Adoption of amendments to the Criminal Procedure Code of Ukraine, envisaged by the draft law No. 8336, eliminates disadvantages of the so-called "Lozovyi's amendments" regarding the appointment of expert assessments in virtually all proceedings, except those investigated by the Detectives of the National Anti-Corruption Bureau of Ukraine (NABU). In addition, the proposed initiatives can threaten the independence of the NABU and complicate the investigation of top-corruption crimes.
The draft law foresees the possibility for the parties of criminal proceedings to involve experts independently. In the same time the prosecution side still have an obligation to apply to the judge in case of necessity to conduct an examination of video, audio, writing, linguistic, economic or commodity expertise (if the cost of the object is 200 and more times the size of the subsistence minimum for able-bodied persons). This is exactly the kind of expertise that are carried out during the NABU’s investigation of corruption criminal offenses.
Under the pretext of "mitigating the negative effects of "Lozovy's amendments" and declaring intentions to fight against corruption, some politicians introduce the draft law which practically makes this impossible and dampens the previous achievements of the NABU.
Among the MPs propositions is the creation of the Unified State Register of Forensic Expertises and Expert Investigations. This Register could threaten the disclosure of the secrecy of the pre-trial investigation and will enable those persons who are under investigation to keep track of the process of investigations, to find out what expertise are assigned and how to "drown" on its results.
The NABU also concerns about initiative to forbid interrogations as a witness the expert who prepared a conclusion in the proceeding. Instead, the draft law proposes to provide only written explanations.
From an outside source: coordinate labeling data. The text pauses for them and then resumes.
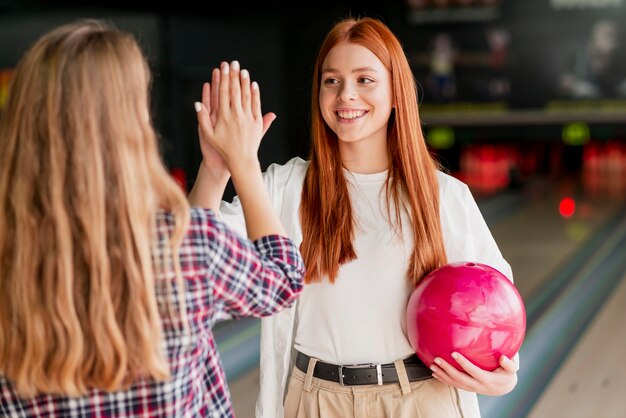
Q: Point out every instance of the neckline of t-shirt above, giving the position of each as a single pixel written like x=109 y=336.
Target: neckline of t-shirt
x=371 y=178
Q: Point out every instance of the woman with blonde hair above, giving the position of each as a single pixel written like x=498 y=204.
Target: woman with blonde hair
x=373 y=214
x=110 y=283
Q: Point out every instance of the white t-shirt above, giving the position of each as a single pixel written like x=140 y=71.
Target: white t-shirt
x=361 y=318
x=466 y=238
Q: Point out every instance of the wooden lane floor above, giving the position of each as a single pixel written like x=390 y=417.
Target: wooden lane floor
x=541 y=246
x=592 y=381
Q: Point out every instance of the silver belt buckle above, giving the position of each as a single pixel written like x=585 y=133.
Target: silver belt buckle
x=379 y=372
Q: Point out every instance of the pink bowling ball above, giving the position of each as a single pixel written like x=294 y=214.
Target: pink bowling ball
x=469 y=308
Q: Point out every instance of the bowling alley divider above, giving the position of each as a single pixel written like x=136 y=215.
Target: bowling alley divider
x=238 y=341
x=559 y=315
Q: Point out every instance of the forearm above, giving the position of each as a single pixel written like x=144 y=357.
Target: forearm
x=209 y=188
x=261 y=219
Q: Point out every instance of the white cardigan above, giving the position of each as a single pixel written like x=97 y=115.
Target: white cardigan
x=466 y=238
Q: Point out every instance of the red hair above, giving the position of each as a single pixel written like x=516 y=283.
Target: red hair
x=326 y=213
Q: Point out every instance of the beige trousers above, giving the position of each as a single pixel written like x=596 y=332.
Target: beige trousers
x=310 y=397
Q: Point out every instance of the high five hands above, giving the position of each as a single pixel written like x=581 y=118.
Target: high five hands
x=230 y=123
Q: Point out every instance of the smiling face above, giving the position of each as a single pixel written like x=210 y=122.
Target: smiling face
x=355 y=94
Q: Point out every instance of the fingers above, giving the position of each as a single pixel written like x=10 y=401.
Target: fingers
x=267 y=121
x=224 y=98
x=204 y=122
x=508 y=364
x=446 y=372
x=256 y=100
x=232 y=88
x=245 y=90
x=206 y=97
x=467 y=365
x=235 y=86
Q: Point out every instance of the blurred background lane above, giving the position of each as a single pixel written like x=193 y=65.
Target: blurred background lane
x=523 y=101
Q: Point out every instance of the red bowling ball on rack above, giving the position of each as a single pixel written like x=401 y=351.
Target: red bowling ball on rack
x=469 y=308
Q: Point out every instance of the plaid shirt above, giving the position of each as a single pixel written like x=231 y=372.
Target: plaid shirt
x=225 y=276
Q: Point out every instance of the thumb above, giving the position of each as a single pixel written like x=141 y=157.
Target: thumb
x=268 y=118
x=508 y=364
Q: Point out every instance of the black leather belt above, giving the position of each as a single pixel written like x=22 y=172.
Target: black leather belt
x=365 y=374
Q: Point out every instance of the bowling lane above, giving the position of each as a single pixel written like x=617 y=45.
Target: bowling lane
x=536 y=237
x=592 y=381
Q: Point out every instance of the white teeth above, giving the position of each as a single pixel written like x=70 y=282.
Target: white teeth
x=350 y=114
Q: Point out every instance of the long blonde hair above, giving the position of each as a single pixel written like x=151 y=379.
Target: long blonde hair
x=81 y=182
x=326 y=214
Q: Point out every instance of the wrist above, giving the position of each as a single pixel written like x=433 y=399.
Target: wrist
x=215 y=174
x=244 y=166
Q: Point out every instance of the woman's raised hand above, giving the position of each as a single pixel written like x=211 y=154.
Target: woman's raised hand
x=230 y=123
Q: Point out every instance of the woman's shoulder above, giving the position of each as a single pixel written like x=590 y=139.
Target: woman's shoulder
x=450 y=187
x=293 y=169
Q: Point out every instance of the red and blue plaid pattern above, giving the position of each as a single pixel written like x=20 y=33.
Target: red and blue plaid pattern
x=226 y=276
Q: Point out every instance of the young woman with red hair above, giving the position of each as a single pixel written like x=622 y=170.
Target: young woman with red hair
x=372 y=214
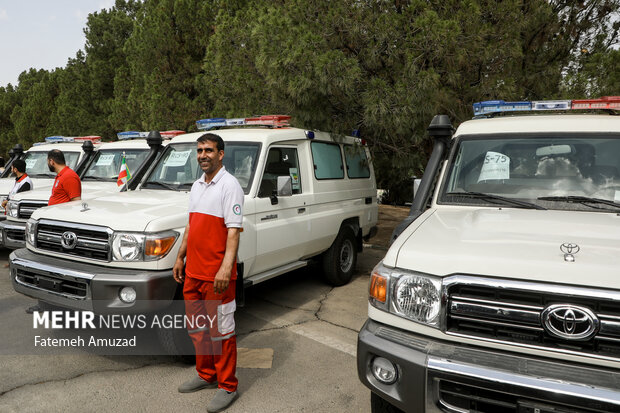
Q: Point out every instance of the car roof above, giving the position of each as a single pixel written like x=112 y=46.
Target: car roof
x=63 y=146
x=540 y=123
x=263 y=135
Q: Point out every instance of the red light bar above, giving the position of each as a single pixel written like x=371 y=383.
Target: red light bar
x=92 y=138
x=269 y=120
x=606 y=102
x=171 y=133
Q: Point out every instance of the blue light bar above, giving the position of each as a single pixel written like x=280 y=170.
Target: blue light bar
x=131 y=135
x=206 y=124
x=494 y=106
x=551 y=105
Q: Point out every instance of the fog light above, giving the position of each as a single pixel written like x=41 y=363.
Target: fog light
x=384 y=370
x=128 y=295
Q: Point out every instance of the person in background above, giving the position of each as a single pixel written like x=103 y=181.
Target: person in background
x=22 y=180
x=67 y=185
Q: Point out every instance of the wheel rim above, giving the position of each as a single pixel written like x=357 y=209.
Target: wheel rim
x=346 y=256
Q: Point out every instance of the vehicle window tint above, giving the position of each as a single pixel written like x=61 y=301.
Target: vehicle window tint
x=327 y=160
x=178 y=168
x=36 y=162
x=107 y=163
x=280 y=162
x=357 y=162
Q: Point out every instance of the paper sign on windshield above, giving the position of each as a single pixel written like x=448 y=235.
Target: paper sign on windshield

In that case, the expert can provide a conclusion, and after a while, when facing "contradictions" or "questions", change his mind in a written explanation.
The National Bureau considers the proposed changes to the Law unacceptable and asks MPs to fully abolish the norms that make it impossible to effectively investigate corruption crimes, threaten the independence of law enforcement agencies, violate the rights of victims, civil plaintiffs and other participants in the criminal process.
We also note that among the key recommendations of international experts who evaluated the effectiveness of the work of newly created anti-corruption institutions, there is a need to avoid amending the legislation governing the work of the NABU and the SAPO without prior comprehensive consultations involving the NABU, the SAPO, other law enforcement agencies, civil society, experts and other stakeholders.